Jomi Krobb of Marataba Safari Lodge continues his account of the activities undertaken when the landowners came to visit. His first blog featured rhino darting and notching, this time the focus was on game capture…
The next big activity was game capture. Due to the fencing around the Marakele National Park, the populations of some mammal species need to be managed to a certain extent. There is definitely an overpopulation of impala, zebra and wildebeest in our reserve. Before they completely overgraze and overbrowse the bush and damage the veld, Marataba conservation employs a private game-capture company to come and take some of them out of our park and transport them to different game reserves and national parks. This provides capital for the park and in some instances our animals will be traded for other species, which are struggling in our area.
Enormous trucks and trailers were at the site of the game capture when we arrived in the morning and a big boma-like structure had been constructed. I couldn’t fully picture how the process was going to work. When the wind conditions were perfect the chopper took off and went looking for small herds of animals to shepherd into the boma. The boma is basically in the shape of a large funnel, which narrows into a channel and eventually leads into the large trailer of a truck. Before I honestly knew what was going on I had been unceremoniously pushed into the boma (quite close to the trailer) beside a curtain. The whole boma is sectioned off by curtains, which are to be drawn closed so that the animals have no option but to move into the trailer of the truck.

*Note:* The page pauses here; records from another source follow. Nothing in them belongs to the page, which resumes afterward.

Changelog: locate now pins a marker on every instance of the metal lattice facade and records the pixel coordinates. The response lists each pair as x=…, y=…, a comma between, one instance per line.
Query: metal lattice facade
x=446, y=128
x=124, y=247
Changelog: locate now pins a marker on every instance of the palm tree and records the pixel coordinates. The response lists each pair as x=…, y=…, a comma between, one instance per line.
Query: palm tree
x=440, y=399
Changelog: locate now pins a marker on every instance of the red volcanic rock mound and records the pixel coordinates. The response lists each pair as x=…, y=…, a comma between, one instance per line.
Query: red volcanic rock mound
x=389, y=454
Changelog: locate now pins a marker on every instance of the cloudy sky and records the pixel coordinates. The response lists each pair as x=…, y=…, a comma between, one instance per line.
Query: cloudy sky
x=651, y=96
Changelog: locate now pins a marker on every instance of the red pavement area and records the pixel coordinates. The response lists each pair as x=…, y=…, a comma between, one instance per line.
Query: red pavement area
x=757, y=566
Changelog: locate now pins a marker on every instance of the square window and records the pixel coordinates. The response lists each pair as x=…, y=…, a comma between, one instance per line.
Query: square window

Very soon the helicopter let off a long siren, which was the signal that the first zebra were in the boma and the first curtain had been closed. I was standing by the last curtain with one of the members of the conservation team. We pushed ourselves into the boma canvas and soon a small group of zebra ran past us at less than 3 meters. We quickly closed the curtain. Some of the zebra stopped right there and then and thought about coming back in our direction. A slap on the canvass-wall of the boma and the zebra rather reluctantly moved them into the trailer. We repeated this process twice more before giving up for the day as the wind had changed and the animals would no longer move into the boma as they would catch our scent too soon.

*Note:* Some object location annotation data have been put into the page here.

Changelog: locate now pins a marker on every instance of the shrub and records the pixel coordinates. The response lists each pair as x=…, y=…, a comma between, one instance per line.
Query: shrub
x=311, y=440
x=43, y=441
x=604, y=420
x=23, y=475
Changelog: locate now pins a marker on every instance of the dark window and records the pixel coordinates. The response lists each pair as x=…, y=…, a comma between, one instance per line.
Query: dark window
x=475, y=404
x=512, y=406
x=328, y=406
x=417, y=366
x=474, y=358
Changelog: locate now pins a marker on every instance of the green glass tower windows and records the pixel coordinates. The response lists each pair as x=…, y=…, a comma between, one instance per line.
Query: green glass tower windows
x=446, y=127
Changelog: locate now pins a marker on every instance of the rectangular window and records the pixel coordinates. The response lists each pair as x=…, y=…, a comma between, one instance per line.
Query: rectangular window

The next day we continued, this time with impala, in a different location. While the zebra can deliver a nasty kick they usually move into the trailer without much hesitation. With the first group of impala this was not at all the case. This time round I was positioned on the trailer that the impala would be running into and could watch the whole capture process unfold. It took the helicopter about an hour before he had a herd of close to thirty animals in the boma. Yet once inside the curtains the impalas realised they were trapped and started attempting to escape. They are incredibly agile animals and one of them almost managed to clear the boma wall, which is close to 3 meters in height. It took a lot more ‘convincing’ from the capture team to get the animals into the trailer. Some of impala literally jumped into the arms of the capture team. It all went reasonably smoothly though and when the impala were in the trailer the rams were singled out and pipes were put on their horns so they couldn’t injure any of the others. The impala were then sorted depending on which park they would be brought to.
In total the game capture team took close to 400 impala and 100 zebra as well as a few wildebeest out of the park. In about four days. Those numbers may seem like a lot but the impala population can grow by as much as 35% in a year with the zebra and wildebeest growth not far off. The numbers will have more than recovered within the year.

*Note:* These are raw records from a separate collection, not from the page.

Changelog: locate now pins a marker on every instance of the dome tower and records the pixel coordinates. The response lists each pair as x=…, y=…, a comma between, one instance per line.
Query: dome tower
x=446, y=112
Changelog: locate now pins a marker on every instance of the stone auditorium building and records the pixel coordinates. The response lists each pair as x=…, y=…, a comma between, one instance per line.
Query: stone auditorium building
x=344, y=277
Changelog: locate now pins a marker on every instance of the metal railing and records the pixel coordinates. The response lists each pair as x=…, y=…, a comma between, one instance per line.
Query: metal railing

Witnessing the whole process was incredibly interesting, if not always easy to watch. Naturally there were one or two casualties during the capture but I kept telling myself that this was all for the greater good. My hat off to Castor and the game capture team.
I also took the landowners on a couple of safaris, while they were here and we were lucky enough to see an elephant from the air, a lioness swim across a river and a leopard feeding on an impala in a tree in the pouring rain. Hopefully they come back soon!
Prior to working at Marataba Safari Lodge Jomi attended the professional safari guide course.